More Highlights for Fred Barber
Fred Barber started with Capitol Broadcasting Company in 1976 as the General Manager of WRAL-TV in Raleigh, NC. He left to manage other stations in Atlanta and Pittsburgh, but returned to the CBC family in 1987 as General Manager of WTTV in Indianapolis, IN. In 1990, he returned to Raleigh to oversee the television properties. He was made a Senior Vice President in 1994 and assumed the additional responsibility of WRAL-FM in 1997.
When he retired in 1998 as senior Vice President for Broadcasting of Capitol Broadcasting he had made an enviable mark in journalism and broadcasting, but he also made a major contribution in service to others. His work focused on mental health, substance abuse, affordable housing, and the homeless. He was co-founder and founding board chairman of The Healing Place in Raleigh, a highly successful residential treatment facility for alcohol and substance abuse.
Fred Barber was a North Carolina native who graduated from High Point College and went into journalism, first in newspapers and then in TV. Barber passed away in May, 2014 at the age of 76.
NOTE: The video was shot in 2006 for the 50th anniversary of WRAL. The video is “raw” which means it has not been edited for broadcast, so you will see several quick camera moves that would have been covered with video by another camera in post production. Barber was interviewed by WRAL News anchor David Crabtree.
On September 7, 1995, WRAZ signed on as an affiliate of WB.
The early history of WRAZ can be traced back to a construction permit granted to Reverend James Layton’s Tar Heel Broadcasting to build a television station in Raleigh on UHF channel 50. Layton entered the under-construction station, originally known as WACN, into a local marketing agreement (LMA) with the Capitol Broadcasting Company. WRAZ would operate out of WRAL’s studios with transmission facilities on the WRAL tower near Auburn.
In this WRAL News story by David Crabtree, you will hear Reverend James Layton, WRAL News General Manager Fred Barber, and WRAL News anchor Debra Morgan.

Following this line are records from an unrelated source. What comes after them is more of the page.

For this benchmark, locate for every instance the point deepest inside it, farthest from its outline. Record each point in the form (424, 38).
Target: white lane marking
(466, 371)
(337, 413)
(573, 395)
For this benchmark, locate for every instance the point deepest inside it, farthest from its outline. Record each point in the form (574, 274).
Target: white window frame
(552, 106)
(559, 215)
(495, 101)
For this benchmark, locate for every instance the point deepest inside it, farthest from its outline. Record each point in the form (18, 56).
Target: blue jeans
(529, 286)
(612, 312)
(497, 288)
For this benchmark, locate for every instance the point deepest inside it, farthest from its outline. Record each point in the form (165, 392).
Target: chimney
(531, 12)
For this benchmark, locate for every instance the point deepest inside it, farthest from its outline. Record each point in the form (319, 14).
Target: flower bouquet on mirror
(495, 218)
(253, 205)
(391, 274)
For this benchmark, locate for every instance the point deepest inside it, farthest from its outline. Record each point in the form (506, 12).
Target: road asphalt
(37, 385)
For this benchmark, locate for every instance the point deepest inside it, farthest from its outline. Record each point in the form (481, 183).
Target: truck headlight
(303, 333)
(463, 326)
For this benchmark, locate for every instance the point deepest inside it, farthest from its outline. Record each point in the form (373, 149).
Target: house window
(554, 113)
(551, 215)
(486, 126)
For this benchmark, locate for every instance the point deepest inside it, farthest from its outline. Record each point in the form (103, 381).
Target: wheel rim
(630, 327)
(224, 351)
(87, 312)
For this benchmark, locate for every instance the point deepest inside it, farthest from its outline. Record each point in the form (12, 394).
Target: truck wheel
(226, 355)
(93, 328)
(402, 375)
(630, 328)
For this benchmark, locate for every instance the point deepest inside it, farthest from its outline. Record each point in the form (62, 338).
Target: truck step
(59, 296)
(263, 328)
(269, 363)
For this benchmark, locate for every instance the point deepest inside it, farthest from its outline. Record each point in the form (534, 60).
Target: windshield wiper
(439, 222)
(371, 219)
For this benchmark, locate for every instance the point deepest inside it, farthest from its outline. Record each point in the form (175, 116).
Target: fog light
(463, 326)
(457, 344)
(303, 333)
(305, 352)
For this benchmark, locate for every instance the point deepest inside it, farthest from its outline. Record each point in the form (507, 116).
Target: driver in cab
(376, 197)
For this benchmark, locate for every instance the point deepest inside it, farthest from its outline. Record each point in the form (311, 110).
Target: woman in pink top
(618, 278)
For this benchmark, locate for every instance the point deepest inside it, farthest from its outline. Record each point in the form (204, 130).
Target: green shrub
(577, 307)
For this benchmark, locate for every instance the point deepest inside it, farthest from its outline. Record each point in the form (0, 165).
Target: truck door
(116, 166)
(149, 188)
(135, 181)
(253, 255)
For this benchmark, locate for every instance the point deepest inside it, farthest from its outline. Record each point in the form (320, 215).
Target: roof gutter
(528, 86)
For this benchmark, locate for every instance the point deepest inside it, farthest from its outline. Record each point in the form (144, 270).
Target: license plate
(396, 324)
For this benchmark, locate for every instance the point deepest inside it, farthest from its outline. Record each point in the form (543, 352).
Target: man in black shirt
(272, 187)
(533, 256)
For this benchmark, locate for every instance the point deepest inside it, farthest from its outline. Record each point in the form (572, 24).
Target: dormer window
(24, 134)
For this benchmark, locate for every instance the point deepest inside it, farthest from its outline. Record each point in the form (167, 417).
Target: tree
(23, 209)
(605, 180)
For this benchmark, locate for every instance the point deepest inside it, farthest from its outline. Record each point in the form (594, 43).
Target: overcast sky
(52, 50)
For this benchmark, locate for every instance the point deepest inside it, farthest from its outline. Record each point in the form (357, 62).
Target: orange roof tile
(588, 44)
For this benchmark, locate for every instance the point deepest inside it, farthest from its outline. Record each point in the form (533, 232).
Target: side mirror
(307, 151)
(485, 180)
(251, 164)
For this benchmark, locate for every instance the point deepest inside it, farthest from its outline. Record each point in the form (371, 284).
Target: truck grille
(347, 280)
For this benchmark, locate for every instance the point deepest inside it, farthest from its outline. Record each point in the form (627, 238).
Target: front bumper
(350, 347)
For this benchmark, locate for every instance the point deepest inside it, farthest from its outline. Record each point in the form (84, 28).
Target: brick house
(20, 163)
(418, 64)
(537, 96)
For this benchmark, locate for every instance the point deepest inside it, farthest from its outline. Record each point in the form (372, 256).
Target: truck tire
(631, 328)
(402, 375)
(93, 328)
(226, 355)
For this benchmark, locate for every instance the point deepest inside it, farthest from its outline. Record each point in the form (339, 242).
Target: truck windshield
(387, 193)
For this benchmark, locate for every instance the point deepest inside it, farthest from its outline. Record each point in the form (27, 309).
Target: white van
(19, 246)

In the late ‘90’s, former WRAL-TV General Manager Fred Barber traveled to Kentucky with Barbara Goodmon and Maria Spaulding to tour the model for what they hoped could be a facility to help homeless men find sobriety in the Triangle. The trio came back determined to make The Healing Place happen in Raleigh. This documentary shows the work of The Healing Place in Louisville, Kentucky which became the inspiration for the The Healing Place in Raleigh, North Carolina.

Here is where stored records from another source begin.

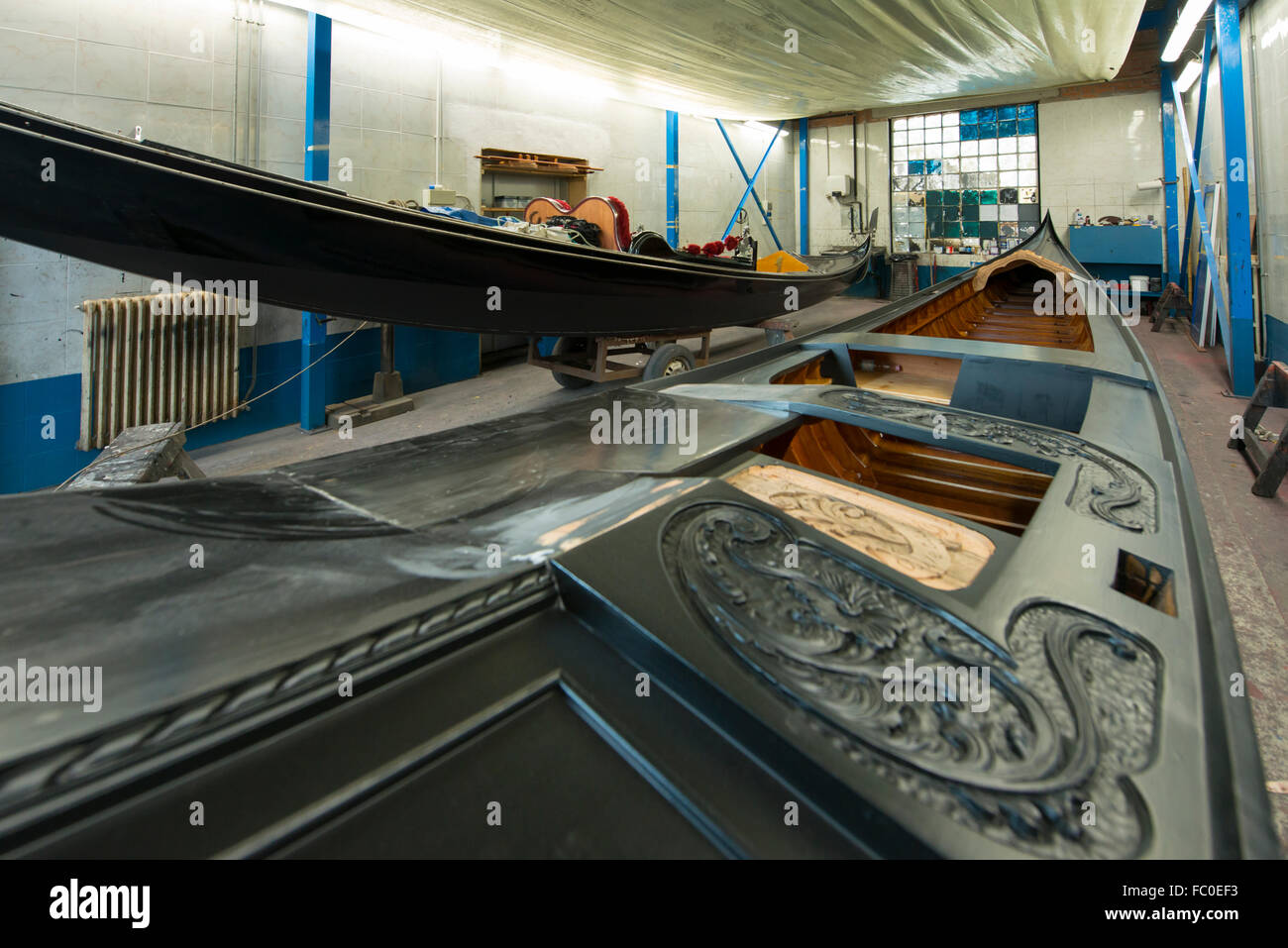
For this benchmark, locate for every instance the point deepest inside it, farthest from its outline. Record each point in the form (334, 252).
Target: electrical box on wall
(437, 196)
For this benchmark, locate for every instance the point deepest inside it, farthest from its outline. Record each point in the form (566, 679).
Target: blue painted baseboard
(34, 410)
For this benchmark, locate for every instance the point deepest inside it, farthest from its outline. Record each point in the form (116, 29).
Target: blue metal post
(313, 381)
(317, 158)
(751, 181)
(754, 194)
(1197, 161)
(804, 171)
(1239, 346)
(317, 101)
(673, 178)
(1171, 226)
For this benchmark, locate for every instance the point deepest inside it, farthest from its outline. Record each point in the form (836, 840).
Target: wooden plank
(932, 550)
(136, 456)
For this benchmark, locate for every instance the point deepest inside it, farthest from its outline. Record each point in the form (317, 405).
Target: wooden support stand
(1269, 466)
(593, 363)
(1172, 304)
(585, 361)
(386, 397)
(140, 456)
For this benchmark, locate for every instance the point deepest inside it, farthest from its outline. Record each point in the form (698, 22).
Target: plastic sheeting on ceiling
(730, 58)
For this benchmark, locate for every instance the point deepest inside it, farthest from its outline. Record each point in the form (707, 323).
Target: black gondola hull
(159, 211)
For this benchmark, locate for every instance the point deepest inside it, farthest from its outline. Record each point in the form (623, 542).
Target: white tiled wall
(1093, 154)
(119, 63)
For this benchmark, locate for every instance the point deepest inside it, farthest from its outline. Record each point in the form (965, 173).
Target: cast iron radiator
(147, 360)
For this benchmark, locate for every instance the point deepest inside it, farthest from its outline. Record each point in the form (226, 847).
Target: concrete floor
(1248, 532)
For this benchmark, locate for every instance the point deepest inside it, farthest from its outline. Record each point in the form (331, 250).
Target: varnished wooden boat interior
(991, 492)
(923, 377)
(1001, 303)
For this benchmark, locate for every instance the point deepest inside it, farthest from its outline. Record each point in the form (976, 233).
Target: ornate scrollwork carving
(1070, 706)
(1106, 487)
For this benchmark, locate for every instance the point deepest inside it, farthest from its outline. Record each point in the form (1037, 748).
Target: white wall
(831, 151)
(119, 63)
(1093, 154)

“Fred just was a unique person,” said Goodmon, now President of the A.J. Fletcher Foundation. “He made a decision and went forward with that. He kept us going. He was our engine.”
They worked together to raise $4 million to build the facility near downtown. They broke ground in 2000, and celebrated the grand opening in January 2001.
“It totally changed Raleigh,” said Goodmon. “It totally changed downtown Raleigh. It could not be the place it is today without the Healing Place.”
Fred Barber served on the Board of Trustees and was an active volunteer at The Healing Place up until the time of his death.